Latinos are predisposed to thinking about the world within a context of dreams and imagery. “I think art, no matter the form or content, is autobiographical. As Federico Fellini said: "All art is autobiographical, the pearl is the oyster's autobiography." Veronica states. What Veronica does with her hands is always the result of something that started in her mind. One of her close friends has said that she has ADHD hands, always moving, always producing creatively. With that said, her work has a strong personal element, which always acts as a filter for interpersonal universal experiences, and aides her deep curiosity to understand the world. “My art serves as an emotional bridge between my past and the future. The images stream from my unconscious to pacify my present” says Veronica.
After graduating from the University of California with a degree in architecture and a long career as a designer, she returned to her first love -- painting. A long-time resident of Marin County, Veronica has never forgotten her Cuban roots.

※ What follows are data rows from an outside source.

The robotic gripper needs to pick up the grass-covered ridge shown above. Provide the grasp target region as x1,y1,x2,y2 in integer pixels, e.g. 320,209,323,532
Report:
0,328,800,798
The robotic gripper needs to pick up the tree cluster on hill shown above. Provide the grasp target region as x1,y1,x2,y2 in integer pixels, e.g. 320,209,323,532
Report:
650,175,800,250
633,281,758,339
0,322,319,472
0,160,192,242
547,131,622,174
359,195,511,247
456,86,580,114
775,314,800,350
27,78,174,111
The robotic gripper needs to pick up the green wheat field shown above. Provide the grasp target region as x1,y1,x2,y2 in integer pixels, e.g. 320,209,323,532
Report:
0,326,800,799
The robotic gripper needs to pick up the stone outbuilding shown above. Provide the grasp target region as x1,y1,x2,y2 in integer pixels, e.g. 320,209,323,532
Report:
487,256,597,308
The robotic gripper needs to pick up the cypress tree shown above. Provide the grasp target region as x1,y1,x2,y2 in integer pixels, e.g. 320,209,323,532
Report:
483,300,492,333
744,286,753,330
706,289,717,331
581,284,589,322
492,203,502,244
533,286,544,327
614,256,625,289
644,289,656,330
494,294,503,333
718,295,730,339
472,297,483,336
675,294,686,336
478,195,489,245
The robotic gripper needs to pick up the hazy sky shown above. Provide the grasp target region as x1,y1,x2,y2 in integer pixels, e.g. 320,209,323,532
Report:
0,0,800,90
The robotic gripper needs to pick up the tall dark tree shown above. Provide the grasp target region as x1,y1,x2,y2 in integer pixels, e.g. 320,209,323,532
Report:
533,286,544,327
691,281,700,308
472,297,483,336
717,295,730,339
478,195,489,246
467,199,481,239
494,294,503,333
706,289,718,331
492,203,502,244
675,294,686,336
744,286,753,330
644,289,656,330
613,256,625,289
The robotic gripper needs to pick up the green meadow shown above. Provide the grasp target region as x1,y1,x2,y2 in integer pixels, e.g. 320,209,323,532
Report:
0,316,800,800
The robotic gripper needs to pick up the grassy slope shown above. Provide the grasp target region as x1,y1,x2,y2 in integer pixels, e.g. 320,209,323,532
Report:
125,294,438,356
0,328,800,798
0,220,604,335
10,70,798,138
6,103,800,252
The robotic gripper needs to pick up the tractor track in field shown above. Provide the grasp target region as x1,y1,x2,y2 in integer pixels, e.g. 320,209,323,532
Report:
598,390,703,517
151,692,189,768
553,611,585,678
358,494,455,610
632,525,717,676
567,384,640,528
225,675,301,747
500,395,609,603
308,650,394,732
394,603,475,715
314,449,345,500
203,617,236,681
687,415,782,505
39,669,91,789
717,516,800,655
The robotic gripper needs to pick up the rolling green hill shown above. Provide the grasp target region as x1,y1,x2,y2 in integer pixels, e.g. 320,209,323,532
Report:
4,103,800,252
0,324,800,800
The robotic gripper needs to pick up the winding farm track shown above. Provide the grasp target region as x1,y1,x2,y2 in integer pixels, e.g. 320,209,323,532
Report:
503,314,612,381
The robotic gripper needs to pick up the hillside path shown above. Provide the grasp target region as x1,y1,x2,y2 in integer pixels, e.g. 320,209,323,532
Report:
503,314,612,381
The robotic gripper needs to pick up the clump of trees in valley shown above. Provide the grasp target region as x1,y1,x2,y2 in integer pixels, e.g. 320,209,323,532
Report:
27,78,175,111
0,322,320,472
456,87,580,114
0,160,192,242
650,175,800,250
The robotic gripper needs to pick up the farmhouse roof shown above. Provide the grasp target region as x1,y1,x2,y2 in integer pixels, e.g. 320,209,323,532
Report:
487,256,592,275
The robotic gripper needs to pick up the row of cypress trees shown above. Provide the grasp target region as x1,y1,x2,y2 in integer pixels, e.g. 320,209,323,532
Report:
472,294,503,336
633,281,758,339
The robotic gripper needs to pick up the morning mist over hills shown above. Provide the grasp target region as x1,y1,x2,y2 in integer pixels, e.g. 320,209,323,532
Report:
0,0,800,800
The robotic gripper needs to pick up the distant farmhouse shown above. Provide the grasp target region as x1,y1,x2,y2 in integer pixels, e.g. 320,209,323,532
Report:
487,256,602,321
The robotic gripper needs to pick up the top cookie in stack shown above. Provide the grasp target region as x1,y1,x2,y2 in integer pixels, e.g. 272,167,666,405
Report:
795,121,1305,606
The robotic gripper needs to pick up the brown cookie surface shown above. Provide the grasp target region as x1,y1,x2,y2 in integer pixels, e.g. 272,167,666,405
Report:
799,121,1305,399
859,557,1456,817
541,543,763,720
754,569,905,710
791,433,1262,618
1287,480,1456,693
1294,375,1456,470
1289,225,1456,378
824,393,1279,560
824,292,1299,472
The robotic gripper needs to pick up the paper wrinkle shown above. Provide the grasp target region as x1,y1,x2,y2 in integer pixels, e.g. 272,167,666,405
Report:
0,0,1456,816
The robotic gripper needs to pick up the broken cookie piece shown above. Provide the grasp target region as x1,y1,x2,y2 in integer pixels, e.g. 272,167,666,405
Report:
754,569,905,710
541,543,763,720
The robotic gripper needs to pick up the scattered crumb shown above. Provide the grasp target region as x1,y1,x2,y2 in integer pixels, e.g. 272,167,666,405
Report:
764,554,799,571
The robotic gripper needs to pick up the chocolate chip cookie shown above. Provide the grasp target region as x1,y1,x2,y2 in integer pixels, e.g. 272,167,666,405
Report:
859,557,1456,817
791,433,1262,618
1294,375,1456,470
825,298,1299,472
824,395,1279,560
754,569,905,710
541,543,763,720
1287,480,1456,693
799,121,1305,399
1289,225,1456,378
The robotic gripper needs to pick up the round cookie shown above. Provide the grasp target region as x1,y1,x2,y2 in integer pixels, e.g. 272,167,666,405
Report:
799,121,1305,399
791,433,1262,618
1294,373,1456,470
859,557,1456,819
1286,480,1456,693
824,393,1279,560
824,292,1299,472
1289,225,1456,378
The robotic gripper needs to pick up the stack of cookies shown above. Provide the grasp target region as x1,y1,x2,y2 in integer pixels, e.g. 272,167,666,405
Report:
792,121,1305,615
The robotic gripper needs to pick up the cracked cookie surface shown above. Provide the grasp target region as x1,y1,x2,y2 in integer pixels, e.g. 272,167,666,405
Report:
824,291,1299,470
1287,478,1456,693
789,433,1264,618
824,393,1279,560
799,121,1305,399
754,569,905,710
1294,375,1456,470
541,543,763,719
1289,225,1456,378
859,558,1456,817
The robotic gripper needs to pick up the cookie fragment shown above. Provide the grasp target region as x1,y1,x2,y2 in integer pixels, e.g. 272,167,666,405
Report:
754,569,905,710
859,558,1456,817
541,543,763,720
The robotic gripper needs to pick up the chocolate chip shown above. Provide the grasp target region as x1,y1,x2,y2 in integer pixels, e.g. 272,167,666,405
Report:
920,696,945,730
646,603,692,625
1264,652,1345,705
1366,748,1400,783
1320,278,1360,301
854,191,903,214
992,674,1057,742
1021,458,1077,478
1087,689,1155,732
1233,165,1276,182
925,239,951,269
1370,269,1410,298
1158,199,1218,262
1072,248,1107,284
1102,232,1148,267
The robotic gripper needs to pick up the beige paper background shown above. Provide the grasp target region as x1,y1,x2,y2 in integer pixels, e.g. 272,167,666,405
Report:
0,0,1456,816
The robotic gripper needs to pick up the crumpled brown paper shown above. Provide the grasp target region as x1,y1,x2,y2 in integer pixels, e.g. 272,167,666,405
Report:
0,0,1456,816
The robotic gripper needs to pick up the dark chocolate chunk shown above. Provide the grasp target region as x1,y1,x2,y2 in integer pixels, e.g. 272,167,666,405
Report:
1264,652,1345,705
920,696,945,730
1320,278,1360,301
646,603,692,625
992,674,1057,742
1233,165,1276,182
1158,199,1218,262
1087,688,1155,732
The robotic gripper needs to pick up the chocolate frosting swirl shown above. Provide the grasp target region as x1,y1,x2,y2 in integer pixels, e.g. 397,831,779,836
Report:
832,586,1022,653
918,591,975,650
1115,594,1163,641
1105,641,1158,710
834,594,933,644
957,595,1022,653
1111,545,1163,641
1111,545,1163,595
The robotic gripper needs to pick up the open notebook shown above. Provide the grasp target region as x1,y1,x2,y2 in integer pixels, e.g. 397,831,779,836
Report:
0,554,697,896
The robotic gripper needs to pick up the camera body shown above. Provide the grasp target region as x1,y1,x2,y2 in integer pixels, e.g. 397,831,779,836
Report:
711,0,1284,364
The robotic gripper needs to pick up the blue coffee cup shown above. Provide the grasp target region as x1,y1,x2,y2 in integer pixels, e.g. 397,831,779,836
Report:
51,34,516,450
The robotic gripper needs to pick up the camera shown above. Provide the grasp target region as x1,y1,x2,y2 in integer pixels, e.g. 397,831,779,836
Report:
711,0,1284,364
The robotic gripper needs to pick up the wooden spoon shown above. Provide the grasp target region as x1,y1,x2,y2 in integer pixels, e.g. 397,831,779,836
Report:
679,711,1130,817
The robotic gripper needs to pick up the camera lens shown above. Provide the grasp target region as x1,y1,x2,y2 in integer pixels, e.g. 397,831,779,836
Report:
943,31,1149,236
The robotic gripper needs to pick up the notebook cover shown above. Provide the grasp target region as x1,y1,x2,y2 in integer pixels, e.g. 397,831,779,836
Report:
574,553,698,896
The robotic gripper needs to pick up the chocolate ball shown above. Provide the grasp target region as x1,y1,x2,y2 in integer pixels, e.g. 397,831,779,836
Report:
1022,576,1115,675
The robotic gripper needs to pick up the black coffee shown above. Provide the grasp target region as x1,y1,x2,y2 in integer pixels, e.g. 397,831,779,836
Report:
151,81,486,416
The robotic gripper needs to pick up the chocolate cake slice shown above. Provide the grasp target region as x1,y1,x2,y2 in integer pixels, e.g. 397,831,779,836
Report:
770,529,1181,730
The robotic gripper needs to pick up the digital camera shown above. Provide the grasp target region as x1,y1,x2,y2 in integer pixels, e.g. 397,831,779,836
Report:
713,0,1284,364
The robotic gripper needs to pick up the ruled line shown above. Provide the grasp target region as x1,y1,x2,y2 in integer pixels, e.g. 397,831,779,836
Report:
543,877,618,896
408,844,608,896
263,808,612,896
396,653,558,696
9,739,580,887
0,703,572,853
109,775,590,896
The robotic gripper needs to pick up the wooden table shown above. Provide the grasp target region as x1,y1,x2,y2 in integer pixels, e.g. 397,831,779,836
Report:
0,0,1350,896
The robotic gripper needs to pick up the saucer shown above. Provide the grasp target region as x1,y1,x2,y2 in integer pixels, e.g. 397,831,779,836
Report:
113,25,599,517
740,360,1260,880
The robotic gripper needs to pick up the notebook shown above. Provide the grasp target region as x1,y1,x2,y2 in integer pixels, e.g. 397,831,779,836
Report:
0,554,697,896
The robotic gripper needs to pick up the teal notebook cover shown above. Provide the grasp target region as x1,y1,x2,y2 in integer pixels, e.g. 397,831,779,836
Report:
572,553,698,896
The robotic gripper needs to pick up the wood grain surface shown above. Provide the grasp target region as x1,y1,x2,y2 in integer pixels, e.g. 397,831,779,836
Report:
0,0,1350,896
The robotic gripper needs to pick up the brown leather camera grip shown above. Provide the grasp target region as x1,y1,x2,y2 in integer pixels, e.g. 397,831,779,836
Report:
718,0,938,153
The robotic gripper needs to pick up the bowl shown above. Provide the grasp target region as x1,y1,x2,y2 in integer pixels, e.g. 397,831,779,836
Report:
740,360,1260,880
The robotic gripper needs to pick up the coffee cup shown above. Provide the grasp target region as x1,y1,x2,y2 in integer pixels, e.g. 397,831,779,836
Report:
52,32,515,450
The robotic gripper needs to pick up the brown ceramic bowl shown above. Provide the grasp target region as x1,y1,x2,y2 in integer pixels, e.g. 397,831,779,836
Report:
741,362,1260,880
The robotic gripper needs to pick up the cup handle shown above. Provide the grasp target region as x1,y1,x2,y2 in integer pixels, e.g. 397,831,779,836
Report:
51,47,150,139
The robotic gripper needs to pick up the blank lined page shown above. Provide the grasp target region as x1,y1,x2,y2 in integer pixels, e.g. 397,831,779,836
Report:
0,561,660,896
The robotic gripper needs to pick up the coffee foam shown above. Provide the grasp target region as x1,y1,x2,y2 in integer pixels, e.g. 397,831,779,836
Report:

Most members of her family -- mother, father and only sibling were born on the now culturally isolated island. Her DNA is as diverse as the existing Cuban demographic -- Iberian, Greco and Finnish -- the later probably accounting for her over six foot tall frame.
“Most of my relatives moved to the United States from Cuba, leaving behind family and their life style to start fresh in their new home only ninety miles away. They landed at the Miami airport with one suitcase each, no photographs or jewelry allowed, and began their assimilation into a new culture and language” she says with a sad smile. Spanish was Veronicas’ first language, and she still remembers feeling somewhat like a Martian when she attended American schools where only English was spoken. At the age of 10, she received a gift that would change her life -- a starter painting kit. She didn’t know then, that the contents of that box, would become a means to express the turmoil and confusion she was experiencing and would influence the rest of her life.
Her life in in the Bay Area has enriched her work exposing her to various cultures and reinforcing the commonalities that exist within them all. Her current work appeals to the conscience of everyman and although autobiographical in nature, it connects with all people, especially those who have experienced a cultural diaspora. “Nothing is better than sharing a few smiles or a look of understanding with someone who identifies with your work -- no matter what culture they come from.” says Veronica.